Senator Brown asked the Minister representing the Treasurer, upon notice, on 18 November 2004:

With reference to the Australian Taxation Office (ATO) and the non-payment of superannuation contributions by small businesses:

(1) Why are the proceeds of fines that the ATO collects from companies that are in breach of the requirement to pay staff superannuation not distributed to the employees who are often left out of pocket.

(2) While the ATO states that it requires the company to pay the employees' contributions as well, if these companies go bankrupt before the contributions are paid is it the case that the ATO is paid but the employees are not.


Senator Coonan (Minister for Communications, Information Technology and the Arts) —As the question deals with matters administered by the Australian Taxation Office, I have asked the Commissioner of Taxation for advice. The advice in relation to the honourable senator's questions is as follows:

(1) The Superannuation Guarantee Charge (SGC) is a tax and employers can reduce their liability to the SGC by making sufficient superannuation contributions to a complying superannuation fund or retirement savings account for each of their eligible employees.

Where an employer does not make sufficient superannuation contributions they are subject to the SGC payable to the ATO. The SGC comprises the employer's individual superannuation guarantee shortfall for the quarter, the employer's nominal interest component for the quarter and the employer's administration component for the quarter. Once the SGC payment is received from the employer the ATO pays the individual superannuation guarantee shortfall and the nominal interest component of the SGC to the employee's complying superannuation fund or retirement savings account or directly to the employee.

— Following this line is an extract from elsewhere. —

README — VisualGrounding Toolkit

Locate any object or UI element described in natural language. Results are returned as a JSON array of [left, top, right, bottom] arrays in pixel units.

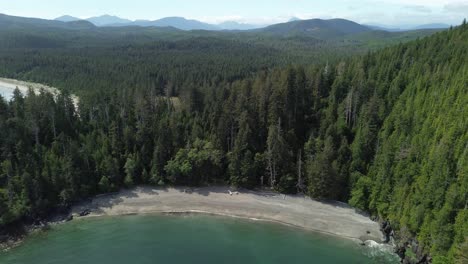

Further, as the SGC is a tax related liability for the purposes of the Taxation Administration Act 1953 where an employer has not paid their SGC debt they will be subject to a general interest charge (GIC) and potentially an additional penalty depending on the taxpayer' behaviour. For SGC purposes the GIC is paid to the employee for the loss of earnings on the amount of the superannuation guarantee shortfall (which forms part of the SGC) not paid by the employer within a certain time. The additional penalty is retained by the ATO as it is a penalty on the employer for not meeting their tax obligations.

(2) Previously, the SGC had no priority where an employer became bankrupt. As such, the SGC debt was placed as an unsecured creditor reducing the ability for the ATO to recover the amount of the SGC. It should be noted that the Commissioner has always had a priority for the SGC amount where a company goes into liquidation and is ranked as a secured creditor in line with salary or wages for the employee.

In 2002/03 amendments were made to the Superannuation Guarantee (Administration) Act 1992 and the Bankruptcy Act 1966 to enable a priority of the recovery of SGC debt in cases of bankruptcy. These changes now mean that the ATO is in a better position to recover any SGC owed by employers who become bankrupt.

Where the SGC is recovered by the ATO, the superannuation guarantee law and the ATO's receivables management policy ensures that the employee's superannuation guarantee entitlements are paid before other employer related tax debts.